Dans Swallow, une jeune femme enceinte (Haley Bennett, La Fille du train) développe un trouble compulsif du comportement alimentaire, caractérisé par l’ingestion d’objets dangereux. Dans Skin de Guy Nattiv qui plonge dans la mouvance des suprémacistes blancs, c’est par une femme que la rédemption est peut-être possible. À travers Bull d’Annie Silverstein, une adolescente vandale se découvre un nouvel appétit pour la vie sous les ordres d’une ancienne star du rodéo. Dans Share de Pippa Bianco produit par HBO et découvert à Cannes où il était en lice à la caméra d’or, une adolescente doit se souvenir de sa soirée de la veille, chose peu aisée. Judy and Punch, avec l’Alice de Tim Burton Mia Wasikowska, remonte au XVIIe siècle et suit des marionnettistes en prise avec un ordre moral intransigeant sur fond de violences faites aux femmes.

De la compétition, seules deux œuvres sont résolument «des films de mecs», estime Bruno Barde qui distingue The Climb de Michael Angelo Covino sur deux amis en froid et l’étrange Lighthouse de Robert Eggers. Willem Dafoe et Robert Pattinson campent dans ce huis clos en noir et blanc deux gardiens de phare d’une île reculée de Nouvelle Angleterre dans les années 1890. «Un tiers des trente-six longs-métrages qui seront montrés à Deauville ont été tournés par des femmes», rappelle Bruno Barde qui y voit le signe de la lente mais certaine montée en puissance des réalisatrices à Hollywood. Une progression certes insuffisante mais qui, pour le sélectionneur, a aussi contribué à l’avènement de #MeToo.

Triple anniversaire

Placée sous la présidence de Catherine Deneuve, cette 45e édition constitue un triple anniversaire. Presque un demi-siècle de festival, les 25 ans de la compétition officielle et les dix ans de la section séries télévisées. Honorés pour leur carrière, Johnny Depp qui viendra présenter la dystopie En attendant les barbares, et l’ex James Bond Pierce Brosman incarnent cette continuité, selon Bruno Barde. Ils seront rejoints par un trio féminin de tête: Geena Davis, Kristen Stewart et Sienna Miller.

Pour fêter une décennie de séries, Deauville choisit une saga culte et propose grâce à un partenariat avec OCS un défi inédit: un marathon Game of Thrones. À raison d’une journée par saison de 11 heures à 22 heures, tous les épisodes de la saga culte de HBO auront les honneurs du grand écran du cinéma le Morny. Pas sûr que la challenge soit humain, mais le pari s’accompagne de la présence ce week-end sur les planches de Sophie Turner. L’interprète de la résiliente Sansa Stark reçoit le prix Nouvel Hollywood et présente le thriller Heavy dans lequel elle campe le grand amour d’un dealer.

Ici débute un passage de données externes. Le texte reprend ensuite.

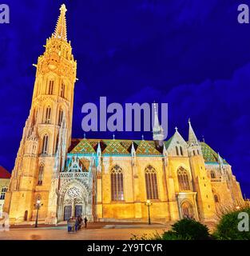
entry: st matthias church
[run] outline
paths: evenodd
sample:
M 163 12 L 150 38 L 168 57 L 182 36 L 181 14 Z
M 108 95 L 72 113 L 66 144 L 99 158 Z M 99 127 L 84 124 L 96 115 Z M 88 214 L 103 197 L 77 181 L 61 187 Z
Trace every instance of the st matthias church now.
M 38 57 L 30 115 L 12 171 L 4 211 L 10 223 L 36 218 L 55 224 L 70 216 L 90 221 L 154 222 L 190 217 L 212 221 L 220 207 L 243 200 L 231 166 L 188 122 L 164 141 L 157 118 L 152 141 L 71 138 L 77 62 L 67 40 L 65 6 Z

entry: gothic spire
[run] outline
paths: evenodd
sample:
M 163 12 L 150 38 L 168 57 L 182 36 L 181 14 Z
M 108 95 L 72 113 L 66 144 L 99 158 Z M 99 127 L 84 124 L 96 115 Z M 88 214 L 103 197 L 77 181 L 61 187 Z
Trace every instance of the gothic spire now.
M 62 40 L 67 41 L 67 27 L 66 27 L 66 18 L 65 12 L 67 11 L 65 4 L 61 6 L 60 16 L 58 17 L 56 28 L 53 35 L 55 38 L 62 38 Z
M 188 144 L 197 145 L 199 142 L 197 140 L 196 135 L 194 133 L 192 127 L 191 126 L 190 118 L 188 119 L 189 130 L 188 130 Z
M 223 168 L 224 167 L 224 162 L 223 162 L 223 159 L 221 158 L 219 152 L 218 152 L 218 162 L 219 162 L 219 164 L 220 164 L 220 167 Z
M 157 104 L 153 103 L 154 108 L 154 122 L 153 127 L 153 139 L 154 141 L 163 141 L 163 129 L 159 122 L 158 114 L 157 111 Z

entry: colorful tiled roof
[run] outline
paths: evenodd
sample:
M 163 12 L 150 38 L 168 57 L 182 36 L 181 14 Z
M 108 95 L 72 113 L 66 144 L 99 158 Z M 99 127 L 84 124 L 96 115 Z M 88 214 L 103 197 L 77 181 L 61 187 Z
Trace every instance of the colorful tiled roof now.
M 121 144 L 121 141 L 119 140 L 105 139 L 103 140 L 103 142 L 106 145 L 106 147 L 102 151 L 102 154 L 129 154 L 129 152 Z
M 162 154 L 156 149 L 156 145 L 153 141 L 137 141 L 136 143 L 138 145 L 136 150 L 137 154 Z
M 89 140 L 82 139 L 72 150 L 71 153 L 96 153 L 95 150 L 93 148 Z
M 218 161 L 218 154 L 214 151 L 208 144 L 205 142 L 200 142 L 202 154 L 205 162 L 215 162 L 217 163 Z M 223 158 L 221 158 L 223 159 Z M 224 164 L 228 162 L 223 159 Z
M 10 178 L 11 174 L 3 168 L 2 166 L 0 166 L 0 178 Z
M 75 143 L 76 139 L 73 140 Z M 130 154 L 132 142 L 133 142 L 137 154 L 161 155 L 161 153 L 156 149 L 153 141 L 132 141 L 118 139 L 82 139 L 69 151 L 72 154 L 93 154 L 96 153 L 98 142 L 100 142 L 103 154 Z M 72 146 L 71 146 L 72 148 Z
M 171 137 L 165 142 L 166 149 L 173 139 Z M 119 140 L 119 139 L 73 139 L 72 154 L 95 154 L 98 143 L 100 143 L 101 154 L 131 154 L 132 142 L 133 143 L 137 155 L 161 155 L 162 149 L 156 147 L 154 141 L 145 140 Z M 208 144 L 200 142 L 202 154 L 206 163 L 218 163 L 218 154 Z M 228 162 L 224 159 L 224 163 Z

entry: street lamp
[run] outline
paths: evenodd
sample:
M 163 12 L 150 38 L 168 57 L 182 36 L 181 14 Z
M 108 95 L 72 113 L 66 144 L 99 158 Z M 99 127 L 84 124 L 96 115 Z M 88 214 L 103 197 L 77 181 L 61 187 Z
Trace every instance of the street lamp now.
M 151 224 L 151 219 L 150 219 L 150 206 L 152 206 L 152 202 L 150 202 L 150 200 L 147 200 L 145 204 L 145 206 L 148 206 L 149 225 L 150 225 L 150 224 Z
M 39 209 L 40 207 L 42 206 L 42 203 L 41 203 L 41 200 L 38 199 L 37 202 L 34 204 L 34 206 L 37 208 L 37 217 L 36 217 L 36 222 L 34 224 L 34 227 L 38 227 L 38 212 L 39 212 Z

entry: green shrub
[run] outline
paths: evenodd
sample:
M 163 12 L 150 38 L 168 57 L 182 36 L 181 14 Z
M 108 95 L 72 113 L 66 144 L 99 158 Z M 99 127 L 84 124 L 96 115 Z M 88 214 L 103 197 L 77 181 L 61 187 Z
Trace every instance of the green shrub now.
M 181 237 L 174 231 L 169 230 L 162 234 L 162 240 L 191 240 L 189 237 Z
M 220 217 L 219 223 L 213 233 L 213 236 L 218 240 L 250 240 L 249 231 L 240 231 L 238 224 L 238 214 L 240 212 L 246 212 L 250 216 L 250 208 L 232 210 Z
M 210 239 L 208 228 L 194 219 L 184 218 L 172 226 L 173 234 L 180 240 Z

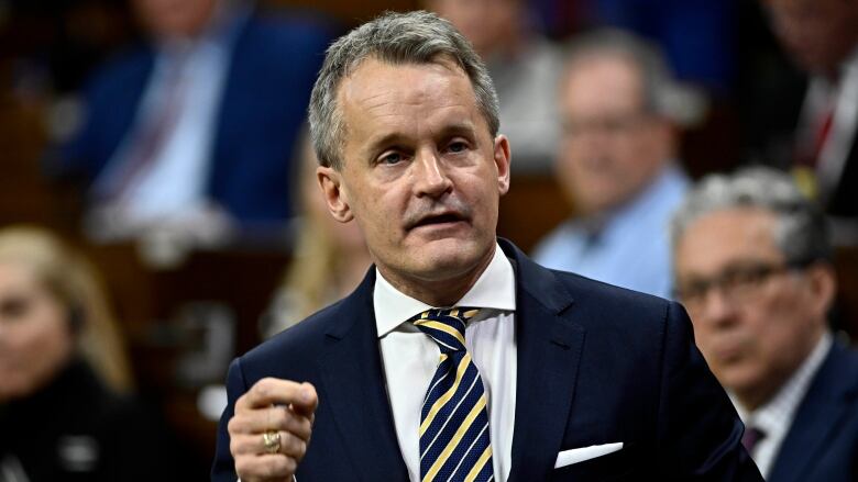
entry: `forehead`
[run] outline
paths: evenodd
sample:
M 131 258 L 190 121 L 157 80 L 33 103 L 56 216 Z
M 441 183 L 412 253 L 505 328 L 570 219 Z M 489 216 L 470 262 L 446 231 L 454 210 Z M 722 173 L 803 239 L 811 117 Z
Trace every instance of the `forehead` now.
M 565 69 L 563 107 L 568 112 L 635 109 L 642 101 L 641 80 L 640 70 L 624 54 L 583 54 Z
M 338 103 L 349 134 L 377 130 L 384 121 L 425 121 L 443 113 L 477 121 L 473 117 L 479 113 L 469 77 L 443 59 L 399 65 L 369 58 L 343 79 Z
M 734 208 L 707 213 L 693 221 L 679 240 L 679 271 L 716 271 L 732 262 L 778 261 L 777 217 L 759 208 Z

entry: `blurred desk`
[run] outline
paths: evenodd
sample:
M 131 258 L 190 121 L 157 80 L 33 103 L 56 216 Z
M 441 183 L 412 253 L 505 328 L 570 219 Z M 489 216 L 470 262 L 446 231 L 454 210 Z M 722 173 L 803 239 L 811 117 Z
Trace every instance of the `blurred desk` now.
M 226 371 L 200 369 L 198 380 L 183 375 L 183 365 L 189 357 L 199 358 L 200 345 L 206 343 L 189 329 L 185 316 L 189 307 L 200 305 L 224 309 L 234 326 L 234 346 L 228 358 L 245 352 L 261 341 L 258 318 L 289 255 L 286 249 L 239 247 L 196 251 L 175 269 L 154 270 L 141 261 L 133 244 L 86 245 L 85 250 L 103 274 L 127 332 L 140 394 L 161 407 L 190 450 L 194 473 L 206 480 L 217 423 L 198 410 L 198 394 L 205 384 L 222 383 Z
M 497 234 L 529 254 L 571 214 L 570 202 L 553 177 L 513 176 L 509 192 L 501 198 Z

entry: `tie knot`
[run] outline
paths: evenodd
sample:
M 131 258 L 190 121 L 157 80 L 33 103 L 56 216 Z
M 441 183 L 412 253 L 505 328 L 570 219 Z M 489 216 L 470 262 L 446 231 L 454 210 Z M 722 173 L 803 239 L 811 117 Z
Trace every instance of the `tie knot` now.
M 465 350 L 465 326 L 477 312 L 479 309 L 463 306 L 432 309 L 413 317 L 411 322 L 438 344 L 442 354 L 462 351 Z

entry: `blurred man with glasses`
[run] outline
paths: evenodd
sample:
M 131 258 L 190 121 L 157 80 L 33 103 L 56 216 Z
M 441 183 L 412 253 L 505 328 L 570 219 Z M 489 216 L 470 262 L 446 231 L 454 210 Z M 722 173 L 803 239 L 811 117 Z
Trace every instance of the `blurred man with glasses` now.
M 676 296 L 767 481 L 858 480 L 858 355 L 834 339 L 826 225 L 791 179 L 711 176 L 671 225 Z
M 675 159 L 678 86 L 656 46 L 600 31 L 570 47 L 558 90 L 558 181 L 575 215 L 537 246 L 540 265 L 668 298 L 667 226 L 689 180 Z

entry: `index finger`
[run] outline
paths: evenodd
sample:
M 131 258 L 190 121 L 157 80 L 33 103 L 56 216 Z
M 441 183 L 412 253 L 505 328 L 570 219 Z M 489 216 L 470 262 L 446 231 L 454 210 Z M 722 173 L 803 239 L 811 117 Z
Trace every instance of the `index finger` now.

Plusieurs présidents des jurys passés reviendront également dans la station balnéaire normande pour célébrer un demi-siècle de compétition qui a notamment reconnu les premières œuvres d’un Damien Chazelle ou Christopher Nolan. Sont annoncés, samedi, Vincent Lindon, Régis Wargnier, Jean-Jacques Annaud, Claude Lelouch et Olivier Assayas. Le cinéaste viendra recevoir le prix du 45e festival pour saluer sa filmographie trait d’union entre Hollywood et le 7e art tricolore et dévoilera son thriller d’espionnage cubainWasp Network

Bruno Barde assume totalement le virage pris par son festival qui s’est recentré sur le cinéma indépendant et a laissé de côté les films des grands studios. «Le cinéma américain produit 100 films de studios contre 500 longs-métrages indépendants. L’art est vrai quand il crée, et non quand il imite. Malheureusement les blockbusters, les franchises obéissent davantage à des impératifs économiques et marketing qu’artistiques. À Cannes, une des rares productions des studios à porter une vraie vision était Once upon in Time in Hollywood de Tarantino».

Le directeur artistique n’est pas non plus ébranlé par les critiques de groupes féministes qui lui reprochent d’ouvrir le festival avec Un jour de pluie à New York de Woody Allen et d’avoir invité le réalisateur afro-américain Nate Parker, accusé de viol par une camarade d’université, puis acquitté en 2001. Et Bruno Barde de pointer: «Je suis très étonné de cette société qui lapide et qui lynche, où l’on doute de la justice américaine».